Plymouth Colony Annexed to Massachusetts Bay Colony

In 1686, the entire region was reorganized under a single government known as the Dominion of New England; this included the colonies of Plymouth, Rhode Island, Massachusetts Bay, Connecticut, and New Hampshire.

In 1688 New York, West Jersey, and East Jersey were added. The President of the Dominion, Edmund Andros, was highly unpopular, and the union did not last. Plymouth Colony revolted and withdrew from the Dominion in April 1688; the entire union was dissolved during the Glorious Revolution of 1688.
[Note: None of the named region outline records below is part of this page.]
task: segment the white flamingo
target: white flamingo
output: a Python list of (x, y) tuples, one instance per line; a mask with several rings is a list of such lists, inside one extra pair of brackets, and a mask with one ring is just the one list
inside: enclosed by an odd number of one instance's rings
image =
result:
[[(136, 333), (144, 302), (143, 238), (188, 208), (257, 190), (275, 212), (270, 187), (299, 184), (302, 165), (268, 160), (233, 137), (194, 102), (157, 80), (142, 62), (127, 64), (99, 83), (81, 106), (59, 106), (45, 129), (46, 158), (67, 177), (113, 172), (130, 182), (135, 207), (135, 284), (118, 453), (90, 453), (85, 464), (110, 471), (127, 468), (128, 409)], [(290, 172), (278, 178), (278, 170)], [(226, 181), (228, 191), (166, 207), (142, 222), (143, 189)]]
The return of self-rule for Plymouth Colony was short-lived, however. A delegation of New Englanders, led by Increase Mather, went to England to negotiate for a return of the colonial charters that had been nullified during the Dominion years. The situation was particularly problematic for Plymouth Colony, as it had existed without a formal charter since its founding. Plymouth did not get their wish for a formal charter; instead a new charter was issued, annexing Plymouth Colony to Massachusetts Bay Colony. The official date of the proclamation ending the existence of Plymouth Colony was October 17, 1691, though it was not put into force until the arrival of the new charter on May 14, 1692, carried by William Phips. The last official meeting of the Plymouth General Court occurred on June 8, 1692.

The Book of the General Laws of the Inhabitants of the Jurisdiction of New-Plimouth is one of the oldest items in the Library's collection of American laws. This 1685 book reproduces the contents of a 1671 volume, which was the first edition of the laws to be printed, and adds laws enacted between 1671 and 1684. The Colony of New Plymouth, founded by the Pilgrims who arrived in the Mayflower in December 1620, occupied the southeastern corner of the present state of Massachusetts. It was soon surpassed in population and wealth by the Massachusetts Bay Colony, centered on Boston, and was annexed to Massachusetts in 1691.